According to Moore, an inebriated Riggins accosted McKenzie and Moore as they were walking down Candler Road and attempted to choke Moore. McKenzie and Moore then went to a food store across the street, where a man known as T.C. learned what had happened. According to Eric Green, who also testified as a defense witness, McKenzie, Moore, and T.C. then went back across the street, where T.C. struck Riggins and caused him to fall to the ground.
One of the investigating police officers, testifying as a state's witness, denied that Riggins was noticeably intoxicated after the incident, although the officer acknowledged that Riggins emitted a faint odor of an alcoholic beverage.

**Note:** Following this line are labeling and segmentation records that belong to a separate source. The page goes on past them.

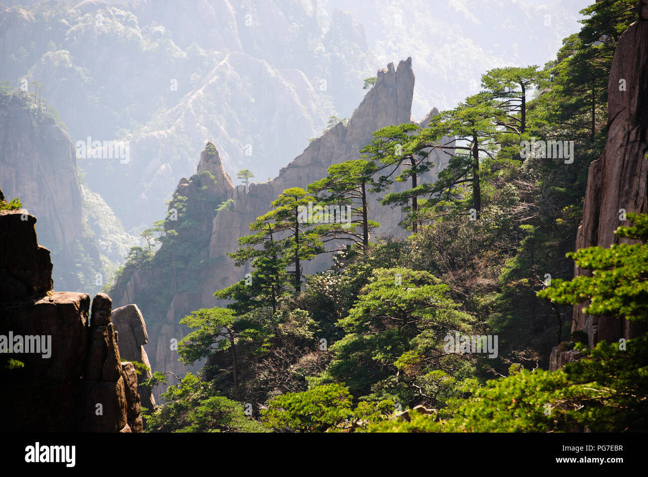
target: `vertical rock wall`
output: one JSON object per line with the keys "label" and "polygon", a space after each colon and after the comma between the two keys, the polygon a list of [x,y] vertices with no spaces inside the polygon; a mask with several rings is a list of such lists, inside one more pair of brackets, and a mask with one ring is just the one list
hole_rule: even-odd
{"label": "vertical rock wall", "polygon": [[110,298],[95,297],[89,315],[87,293],[52,291],[35,223],[25,210],[0,212],[3,430],[141,432],[137,375],[121,361]]}

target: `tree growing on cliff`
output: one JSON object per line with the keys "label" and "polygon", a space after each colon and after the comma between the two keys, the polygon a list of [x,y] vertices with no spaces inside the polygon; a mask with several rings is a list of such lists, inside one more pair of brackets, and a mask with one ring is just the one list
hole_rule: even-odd
{"label": "tree growing on cliff", "polygon": [[254,177],[254,174],[249,169],[243,169],[237,173],[237,177],[243,179],[243,183],[245,184],[245,191],[248,192],[249,190],[249,180]]}
{"label": "tree growing on cliff", "polygon": [[[369,219],[369,191],[377,185],[373,178],[377,170],[378,167],[373,161],[364,159],[346,161],[329,166],[329,175],[326,177],[308,186],[308,192],[318,195],[321,199],[321,206],[329,207],[334,205],[340,208],[336,209],[336,211],[341,211],[342,206],[347,208],[347,214],[345,214],[347,221],[343,221],[333,217],[329,207],[327,209],[329,212],[322,217],[328,223],[314,228],[316,232],[326,237],[326,241],[333,239],[353,240],[362,245],[362,250],[366,254],[369,233],[373,228],[380,225],[377,222]],[[347,217],[349,210],[351,217]],[[324,212],[322,214],[324,214]],[[359,218],[353,219],[353,215]],[[314,219],[314,214],[313,217]],[[358,225],[362,228],[361,234],[356,231]]]}
{"label": "tree growing on cliff", "polygon": [[[384,172],[376,181],[376,190],[384,190],[394,182],[403,182],[408,179],[411,188],[402,192],[391,192],[381,201],[383,205],[393,204],[405,206],[404,210],[410,212],[412,232],[417,233],[419,221],[419,197],[426,193],[430,184],[419,184],[419,178],[430,170],[428,154],[413,148],[416,143],[412,136],[419,127],[415,124],[388,126],[373,133],[371,141],[360,149],[363,157],[378,161],[382,165],[376,172]],[[406,169],[402,169],[406,165]],[[409,205],[408,205],[409,204]]]}
{"label": "tree growing on cliff", "polygon": [[473,321],[448,291],[425,271],[375,270],[338,323],[346,334],[330,348],[334,358],[323,382],[343,382],[356,396],[373,393],[372,400],[438,405],[439,382],[446,377],[436,371],[457,371],[457,378],[471,373],[465,358],[444,350],[444,337],[469,330]]}
{"label": "tree growing on cliff", "polygon": [[286,293],[289,284],[286,260],[281,244],[277,240],[278,233],[273,223],[253,223],[250,228],[259,232],[239,238],[241,247],[227,255],[235,260],[237,267],[249,261],[255,270],[243,280],[216,291],[214,296],[234,300],[227,308],[238,315],[265,308],[268,304],[273,315],[279,300]]}
{"label": "tree growing on cliff", "polygon": [[249,315],[237,317],[233,310],[219,307],[192,312],[180,323],[195,329],[178,343],[181,361],[191,365],[218,351],[229,351],[235,396],[240,400],[237,345],[240,341],[254,341],[260,337],[262,341],[266,332],[263,326]]}
{"label": "tree growing on cliff", "polygon": [[281,237],[277,242],[286,266],[294,267],[292,275],[297,293],[301,291],[301,263],[324,251],[319,235],[308,228],[309,224],[300,221],[300,210],[307,208],[312,200],[303,189],[286,189],[272,201],[273,210],[250,224],[251,230],[261,231],[266,229],[267,223],[273,225],[273,233]]}
{"label": "tree growing on cliff", "polygon": [[[471,205],[480,218],[482,208],[483,158],[494,160],[498,147],[498,123],[504,113],[484,93],[466,98],[456,108],[433,116],[430,125],[412,136],[408,151],[429,153],[440,150],[450,156],[447,167],[437,175],[437,182],[426,189],[432,197],[429,206],[442,208]],[[458,143],[450,144],[444,138]],[[467,197],[465,186],[470,188]],[[463,189],[461,188],[463,188]]]}

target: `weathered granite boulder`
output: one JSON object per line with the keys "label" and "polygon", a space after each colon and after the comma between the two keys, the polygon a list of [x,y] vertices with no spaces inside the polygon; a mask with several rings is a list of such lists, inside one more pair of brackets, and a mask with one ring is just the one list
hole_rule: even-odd
{"label": "weathered granite boulder", "polygon": [[3,430],[141,432],[137,374],[121,363],[110,297],[97,295],[90,315],[87,293],[51,291],[35,222],[25,210],[0,214],[0,274],[22,286],[0,295]]}
{"label": "weathered granite boulder", "polygon": [[[150,369],[148,356],[144,350],[144,345],[148,343],[146,325],[137,306],[126,305],[113,310],[111,321],[119,336],[119,354],[122,359],[142,363]],[[141,374],[137,376],[137,382],[150,379],[151,375],[150,371],[141,370]],[[154,409],[156,401],[150,391],[141,385],[138,389],[142,406]]]}
{"label": "weathered granite boulder", "polygon": [[51,291],[52,262],[36,241],[36,218],[25,210],[0,211],[0,302]]}

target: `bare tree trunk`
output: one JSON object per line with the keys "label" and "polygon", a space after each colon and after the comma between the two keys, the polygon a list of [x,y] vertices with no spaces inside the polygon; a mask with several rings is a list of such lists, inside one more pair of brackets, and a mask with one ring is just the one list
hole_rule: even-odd
{"label": "bare tree trunk", "polygon": [[232,343],[232,374],[234,376],[234,394],[237,397],[237,400],[240,400],[240,395],[238,393],[238,375],[237,373],[237,351],[234,345],[234,333],[231,330],[227,328],[229,332],[229,340]]}
{"label": "bare tree trunk", "polygon": [[369,248],[369,219],[367,217],[367,210],[369,204],[367,203],[367,191],[365,188],[365,183],[361,185],[362,191],[362,250],[365,255],[367,254],[367,249]]}
{"label": "bare tree trunk", "polygon": [[297,207],[295,208],[295,290],[301,292],[301,271],[299,269],[299,220]]}
{"label": "bare tree trunk", "polygon": [[477,136],[472,136],[472,206],[477,218],[481,215],[481,190],[480,186],[480,149]]}
{"label": "bare tree trunk", "polygon": [[[414,156],[411,156],[411,188],[416,188],[417,186],[417,177],[416,172],[415,171],[415,168],[416,167],[416,160],[414,159]],[[415,234],[417,231],[417,226],[419,225],[418,220],[416,217],[416,212],[419,210],[419,199],[415,195],[411,198],[411,213],[413,215],[413,218],[411,221],[411,233]]]}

Although McKenzie did not appear as a witness at trial, the investigating officer testified to a custodial statement by McKenzie to the officer consistent with the defense witnesses' trial testimony.
1. McKenzie charges the trial court with an abuse of discretion in refusing to allow him to present evidence that, months after the subject incident, Riggins died of chronic ethanol abuse.
At trial, McKenzie sought to admit this evidence to establish that Riggins's death was not related to injuries he received in this incident and to show that his inebriated state made him more susceptible to being knocked out by a single blow.[1] As noted by *144 the trial court, however, the jury was informed of a stipulation by the parties that Riggins's death was not related to this incident. Moreover, Riggins's inebriated condition was irrelevant to McKenzie's defense, which was that another individual had perpetrated the crime. The trial court thus did not abuse its discretion in finding evidence as to Riggins's alcoholism and cause of death irrelevant and thus inadmissible.
2. In reliance on Brodes v. State,[2] McKenzie contends that the trial court erred in instructing the jurors that they were authorized to consider a witness's intelligence in determining his or her credibility.
Reading from Suggested Pattern Jury Instructions, Vol. II: Criminal Cases (4th ed.), 1.31.10, the trial court charged the jurors:
In deciding credibility, you may consider all of the facts and circumstances of the case, the manner in which the witnesses testify, their intelligence, their interest or lack of interest in the case, their means and opportunity for knowing the facts about which they testify, the nature of the facts about which they testify, the probability or improbability of their testimony, and the occurrences about which they testify.[3]
In Brodes, the Supreme Court of Georgia disapproved an instruction authorizing jurors to consider a witness's certainty in his or her identification of the defendant as a factor to be used in deciding the reliability of that identification. The Court based its decision on the emergent scientific consensus that there is a lack of positive correlation between a witness's certainty in his or her identification of someone as the perpetrator of a crime and the accuracy of that identification.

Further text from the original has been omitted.